The treatment of MD depends on the mutated gene that causes the disease. Some types of monogenic diabetes can be treated with oral medication, while others are treated with insulin. However, infrequently, monogenic diabetes does not require any treatment and the best therapy in several types of neonatal diabetes and MODY remains unclear and seems to vary person to person. Importantly, any treatment of MD must be monitored by a knowledgeable physician endocrinologist.
People with monogenic forms of diabetes still need to check their blood sugar levels. However, they may not need to check as often as a person with type 1 diabetes.
Permanent Neonatal Diabetes
This type of MD is diagnosed before 6 months of age and can be caused by a mutation in any one of several genes, including KCNJ11, INS, ABCC8, GCK, PDX1, EIF2AK3, as well as defects related to chromosome 6q24.
The most common causes of permanent neonatal diabetes (>90%) are caused by mutations in the genes KCNJ11 or ABCC8 and can be treated with oral medication (sulfonylurea pills) rather than insulin.
Unfortunately, not all people with permanent neonatal diabetes due to gene mutations that typically respond to oral medications will be able to successfully switch from insulin to pills. Very importantly, any attempt to change diabetes treatment should only be done by a skilled endocrinologist specialist.

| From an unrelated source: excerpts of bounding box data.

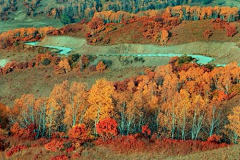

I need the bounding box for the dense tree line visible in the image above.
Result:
[0,0,219,23]
[1,57,240,143]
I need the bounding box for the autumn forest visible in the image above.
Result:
[0,0,240,160]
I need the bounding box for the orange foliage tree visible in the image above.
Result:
[84,79,114,133]
[226,24,237,37]
[96,118,118,139]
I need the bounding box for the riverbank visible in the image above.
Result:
[40,36,240,64]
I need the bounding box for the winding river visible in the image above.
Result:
[0,42,225,68]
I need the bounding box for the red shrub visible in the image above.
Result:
[10,123,37,139]
[207,134,221,143]
[6,145,27,157]
[97,118,118,138]
[226,24,237,37]
[68,124,88,139]
[51,155,69,160]
[71,153,80,159]
[142,125,151,136]
[203,29,213,39]
[44,139,64,152]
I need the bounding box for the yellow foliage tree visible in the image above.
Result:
[84,79,114,134]
[226,106,240,143]
[63,82,88,128]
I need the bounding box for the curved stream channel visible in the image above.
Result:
[0,42,225,68]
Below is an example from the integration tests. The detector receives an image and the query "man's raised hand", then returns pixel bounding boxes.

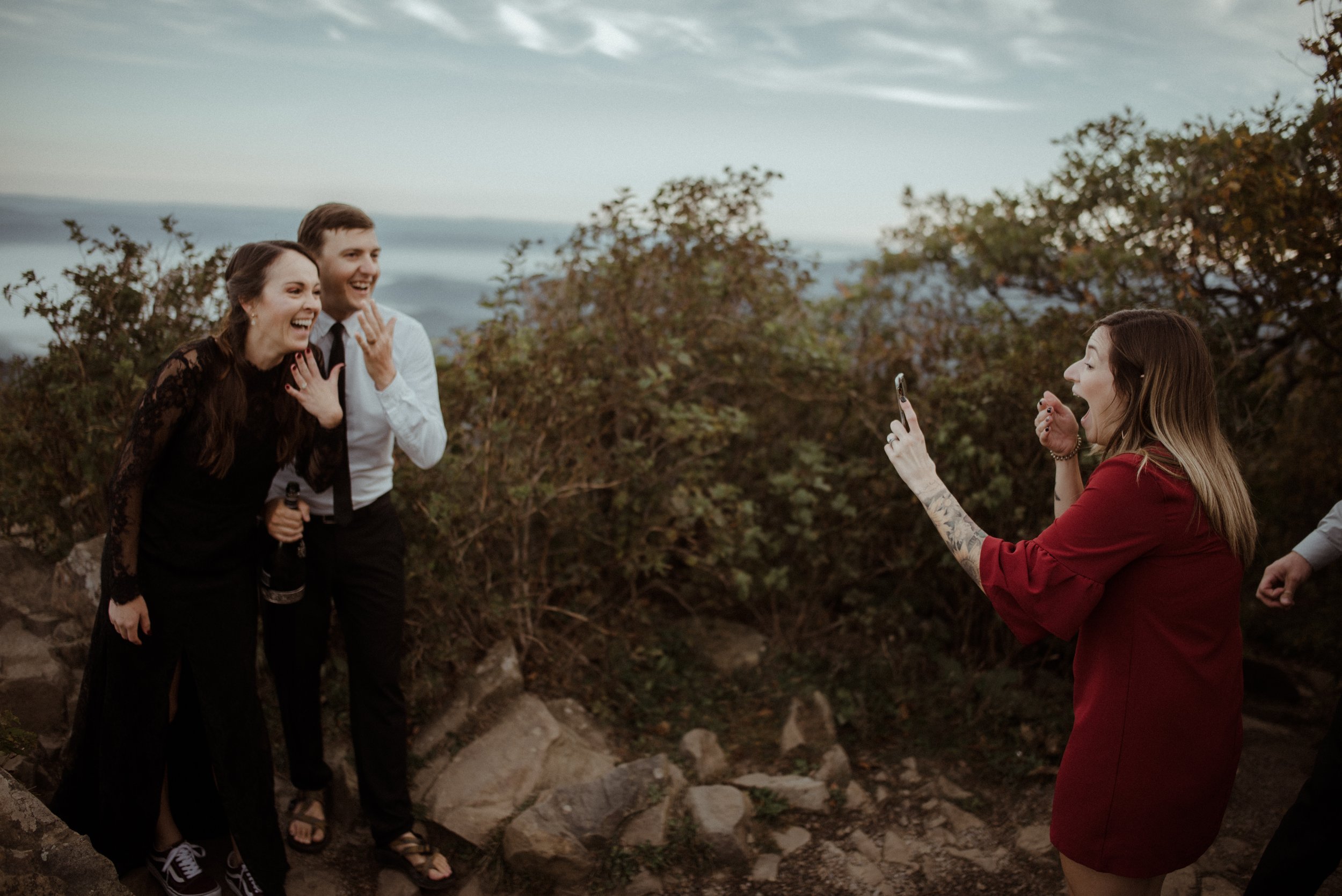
[1256,551,1314,608]
[354,299,396,392]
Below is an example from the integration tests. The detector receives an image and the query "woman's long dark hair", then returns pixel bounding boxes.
[201,240,317,479]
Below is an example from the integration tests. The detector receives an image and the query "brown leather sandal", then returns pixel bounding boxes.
[285,790,332,853]
[377,831,456,891]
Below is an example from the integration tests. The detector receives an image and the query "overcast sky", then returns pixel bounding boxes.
[0,0,1314,244]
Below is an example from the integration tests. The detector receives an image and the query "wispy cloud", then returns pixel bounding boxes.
[859,30,979,71]
[589,16,640,59]
[730,65,1025,111]
[498,3,557,52]
[309,0,373,28]
[392,0,471,40]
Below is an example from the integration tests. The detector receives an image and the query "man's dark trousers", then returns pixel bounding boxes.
[263,493,415,845]
[1244,700,1342,896]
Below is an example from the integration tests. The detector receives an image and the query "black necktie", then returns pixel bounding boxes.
[326,320,354,525]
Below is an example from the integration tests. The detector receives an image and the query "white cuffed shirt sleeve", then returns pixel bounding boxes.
[377,315,447,469]
[1295,500,1342,570]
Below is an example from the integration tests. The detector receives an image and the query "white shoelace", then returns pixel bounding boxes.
[224,856,260,896]
[164,840,206,884]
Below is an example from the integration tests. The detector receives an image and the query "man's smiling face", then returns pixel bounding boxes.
[317,228,383,320]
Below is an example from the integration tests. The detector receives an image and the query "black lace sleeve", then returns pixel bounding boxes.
[104,347,204,603]
[294,346,348,492]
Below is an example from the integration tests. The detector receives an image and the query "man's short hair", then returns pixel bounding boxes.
[298,202,373,255]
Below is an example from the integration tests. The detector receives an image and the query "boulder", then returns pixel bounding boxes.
[778,691,836,755]
[620,763,687,847]
[750,853,783,882]
[378,868,420,896]
[1161,865,1197,896]
[413,694,614,847]
[619,868,662,896]
[0,771,130,896]
[411,638,522,756]
[545,697,611,753]
[285,861,346,896]
[50,535,106,632]
[880,828,918,868]
[773,826,811,856]
[732,771,829,812]
[0,618,70,734]
[682,618,768,673]
[848,828,880,861]
[1016,825,1054,857]
[938,799,987,834]
[812,743,852,788]
[681,729,729,783]
[845,852,886,888]
[843,781,875,812]
[0,538,51,624]
[537,705,615,790]
[504,755,675,884]
[684,785,754,865]
[937,775,974,799]
[946,847,1007,875]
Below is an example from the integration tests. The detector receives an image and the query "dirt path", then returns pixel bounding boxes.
[125,695,1342,896]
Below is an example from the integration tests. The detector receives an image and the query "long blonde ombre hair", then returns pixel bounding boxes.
[1095,309,1258,565]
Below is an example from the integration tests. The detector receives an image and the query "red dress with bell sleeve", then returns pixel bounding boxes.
[980,449,1244,877]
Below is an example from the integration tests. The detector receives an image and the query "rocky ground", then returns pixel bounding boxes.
[0,543,1342,896]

People with other gene mutations, including INS and EIF2AK3, must continue taking insulin replacement therapy, as there are not yet any other treatments known to work for these types of monogenic diabetes.
Maturity Onset Diabetes of the Young (MODY).
This type of MD often develops before the age of 25, although it has been known to develop in adults as late as their 50s.
The genes involved in the majority of patients with MODY are: HNF4A (MODY 1), Glucokinase (MODY 2), HNF1A (MODY3), HNF1B –Renal Cysts and Diabetes- (MODY5), IPF1 and NeuroD1.
MODY due to mutations in the GCK gene generally require no treatment at all, though there are exceptions.
MODY due to mutations in HNF1A or HNF4A also commonly respond well to sulfonylurea pills. Indeed, sulfonylureas are considered the treatment of choice for HNF1A-MODY due to many studies proving their effectiveness.
People with these types of MODY are usually quite sensitive to sulfonylurea drugs and, thus, should be started on low doses even if their diabetes control is poor on insulin or other types of medications. However, not all people with HNF1A-MODY or HNF4A-MODY will be successfully treated with sulfonylurea pills. Again, and very important, any attempt to change diabetes treatment should only be done by a skilled endocrinology specialist.